FIG. 3 is a more detailed block diagram of a phrase model generation circuit 230, configured in accordance with certain embodiments of the present disclosure. The phrase model generation circuit 230 is shown to include a processing pipeline for each of N languages. Each pipeline includes a grapheme to phoneme transcription circuit 304, 314, 324, an acoustic model circuit 306, 316, 326, and a phrase model generation circuit 308, 318, 328.

The grapheme to phoneme transcription circuits 304, 314, 324 are configured to accept a sequence of graphemes that represent the keyword in the associated language 302, 312, 322, and transcribe them to phonemes. A grapheme is a speaker independent symbol that generally represents the smallest unit of a writing system in a given language, such as an alphabetic character, Chinese character, digit, punctuation mark, etc. For example, the grapheme for the phrase “hello computer” in English is the sequence of text characters

• • h e l l o space c o m p u t e r,
    while the grapheme for the same phrase in Mandarin is
    Phonemes generally represent the smallest units of sound that distinguish words in each language. The grapheme to phoneme transcription process may be performed using known techniques in light of the present disclosure, such as, for example, lexicon lookup for known words or use of G2P models.

The acoustic model circuits 306, 316, 326 are configured to analyze the transcribed phonemes based on the application of a language dependent acoustic model to the transcribed phonemes. The phrase model generation circuits 308, 318, 328 are configured to generate the phrase models for each language L1 PM 210a, L2 PM 210b, LN PM 210n, based on the acoustic model analysis, using known techniques in light of the present disclosure. This process may of course be repeated any number of times to allow for the recognition of any desired number of WOV keywords in each language.

FIG. 4 is a block diagram illustrating another implementation 400 of the speech enabled computer system with wake-on-voice (WOV) language identification, configured in accordance with certain embodiments of the present disclosure. In this embodiment, a number of ASR circuits 140a, 140b, 140n and SLU circuits 150a, 150b, 150n are each preconfigured for different languages (or dialects or accents), 1 through N. The WOV keyword detection and language identification system 120 is configured to select the appropriate ASR/SLU combination based on the identified language, for example with one of the language selection signals 402a, 402b, 402n. The speech signal 130 is provided to the selected ASR/SLU combination for processing of further speech from the user.

Methodology

FIG. 5 is a flowchart illustrating an example method 500 for WOV keyword detection with integrated language identification, in accordance with certain embodiments of the present disclosure. As can be seen, the example method includes a number of phases and sub-processes, the sequence of which may vary from one embodiment to another. However, when considered in the aggregate, these phases and sub-processes form a process for language identification in accordance with certain of the embodiments disclosed herein. These embodiments can be implemented, for example using the system architecture illustrated in FIGS. 1-4 as described above.
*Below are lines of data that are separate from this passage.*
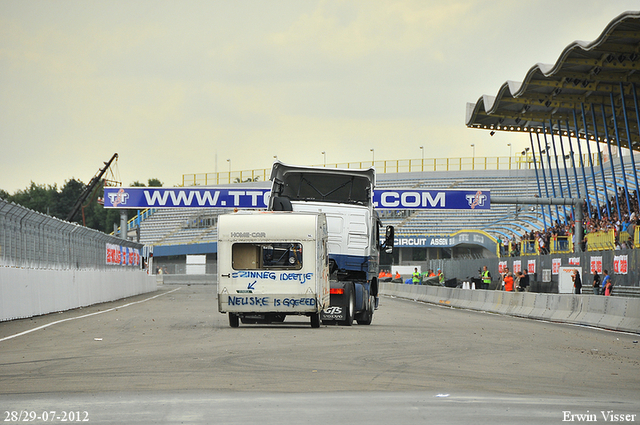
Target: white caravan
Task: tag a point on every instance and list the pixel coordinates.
(272, 264)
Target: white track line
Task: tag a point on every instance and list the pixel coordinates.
(85, 315)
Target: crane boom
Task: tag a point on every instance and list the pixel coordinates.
(89, 188)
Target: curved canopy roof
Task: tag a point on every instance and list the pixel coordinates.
(587, 77)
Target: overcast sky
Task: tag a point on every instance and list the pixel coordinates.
(173, 85)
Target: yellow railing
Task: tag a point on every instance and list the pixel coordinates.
(561, 244)
(529, 247)
(599, 241)
(518, 162)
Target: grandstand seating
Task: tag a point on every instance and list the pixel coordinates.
(177, 226)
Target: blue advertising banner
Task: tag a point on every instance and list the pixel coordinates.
(445, 241)
(178, 197)
(431, 199)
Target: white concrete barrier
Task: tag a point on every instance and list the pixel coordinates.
(617, 313)
(32, 292)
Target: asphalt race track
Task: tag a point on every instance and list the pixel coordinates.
(170, 357)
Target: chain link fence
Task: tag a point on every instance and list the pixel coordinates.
(29, 239)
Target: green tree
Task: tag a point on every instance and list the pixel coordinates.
(36, 197)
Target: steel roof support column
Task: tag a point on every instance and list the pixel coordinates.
(555, 152)
(604, 183)
(573, 161)
(593, 174)
(564, 162)
(553, 186)
(535, 166)
(624, 172)
(613, 171)
(546, 188)
(633, 161)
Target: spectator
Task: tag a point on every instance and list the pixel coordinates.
(486, 278)
(524, 281)
(416, 277)
(577, 282)
(605, 281)
(596, 283)
(608, 288)
(507, 280)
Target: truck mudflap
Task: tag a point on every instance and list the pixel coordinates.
(333, 313)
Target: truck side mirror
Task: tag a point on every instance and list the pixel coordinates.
(388, 240)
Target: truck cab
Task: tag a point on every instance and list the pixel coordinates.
(271, 265)
(345, 197)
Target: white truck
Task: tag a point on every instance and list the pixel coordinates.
(272, 264)
(345, 197)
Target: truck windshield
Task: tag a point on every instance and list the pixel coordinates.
(266, 256)
(327, 188)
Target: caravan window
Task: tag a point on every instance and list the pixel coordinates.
(269, 256)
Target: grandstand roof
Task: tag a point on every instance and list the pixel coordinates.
(587, 74)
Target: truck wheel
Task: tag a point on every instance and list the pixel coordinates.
(367, 315)
(234, 321)
(315, 320)
(350, 308)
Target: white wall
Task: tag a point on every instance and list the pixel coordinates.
(31, 292)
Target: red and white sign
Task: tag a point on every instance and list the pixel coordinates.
(555, 265)
(517, 266)
(531, 266)
(620, 264)
(501, 266)
(596, 264)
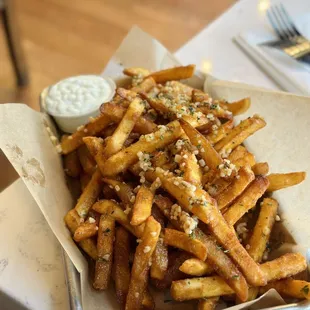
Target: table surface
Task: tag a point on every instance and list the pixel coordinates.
(31, 266)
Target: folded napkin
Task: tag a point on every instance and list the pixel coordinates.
(291, 75)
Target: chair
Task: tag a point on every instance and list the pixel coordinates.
(13, 41)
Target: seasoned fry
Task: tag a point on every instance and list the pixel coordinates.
(208, 304)
(140, 268)
(238, 185)
(128, 156)
(263, 228)
(96, 125)
(176, 73)
(260, 168)
(289, 288)
(202, 205)
(197, 288)
(238, 134)
(282, 180)
(285, 266)
(103, 267)
(84, 231)
(143, 206)
(211, 158)
(72, 165)
(89, 195)
(121, 270)
(86, 159)
(247, 200)
(196, 267)
(183, 241)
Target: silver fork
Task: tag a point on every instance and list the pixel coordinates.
(291, 41)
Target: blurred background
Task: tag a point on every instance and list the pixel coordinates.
(61, 38)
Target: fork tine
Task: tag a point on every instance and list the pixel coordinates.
(289, 20)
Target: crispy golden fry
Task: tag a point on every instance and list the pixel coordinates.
(72, 221)
(189, 166)
(123, 190)
(289, 288)
(247, 200)
(216, 135)
(96, 125)
(216, 256)
(211, 158)
(124, 128)
(121, 269)
(238, 107)
(237, 186)
(176, 73)
(143, 205)
(208, 304)
(238, 134)
(196, 267)
(128, 156)
(282, 180)
(285, 266)
(89, 195)
(105, 241)
(116, 113)
(84, 180)
(134, 71)
(72, 165)
(261, 168)
(86, 159)
(84, 231)
(113, 209)
(140, 268)
(184, 242)
(203, 206)
(263, 228)
(197, 288)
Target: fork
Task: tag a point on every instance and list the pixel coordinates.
(291, 41)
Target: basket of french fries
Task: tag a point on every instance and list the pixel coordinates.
(172, 201)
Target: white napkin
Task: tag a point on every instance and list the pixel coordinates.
(291, 75)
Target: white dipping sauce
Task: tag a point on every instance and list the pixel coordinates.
(78, 95)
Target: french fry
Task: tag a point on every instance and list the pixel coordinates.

However other system architectures can be used in other embodiments, as will be apparent in light of this disclosure. To this end, the correlation of the various functions shown in FIG. 5 to the specific components illustrated in the other figures is not intended to imply any structural and/or use limitations. Rather, other embodiments may include, for example, varying degrees of integration wherein multiple functionalities are effectively performed by one system. For example, in an alternative embodiment a single module having decoupled sub-modules can be used to perform all of the functions of method 500. Thus, other embodiments may have fewer or more modules and/or sub-modules depending on the granularity of implementation. In still other embodiments, the methodology depicted can be implemented as a computer program product including one or more non-transitory machine readable mediums that when executed by one or more processors cause the methodology to be carried out. Numerous variations and alternative configurations will be apparent in light of this disclosure.

As illustrated in FIG. 5, in an embodiment, method 500 for WOV language identification commences by applying, at operation 510, language specific phrase models to a user-spoken keyword. Each of the phrase models is configured to detect the keyword in a language associated with that phrase model and to generate a probability associated with the detection. In some embodiments, any number of phrase models may be employed to allow for operation in any desired number of languages, dialects or accents. The phrase models may be applied to the user-spoken keyword in parallel for improved efficiency.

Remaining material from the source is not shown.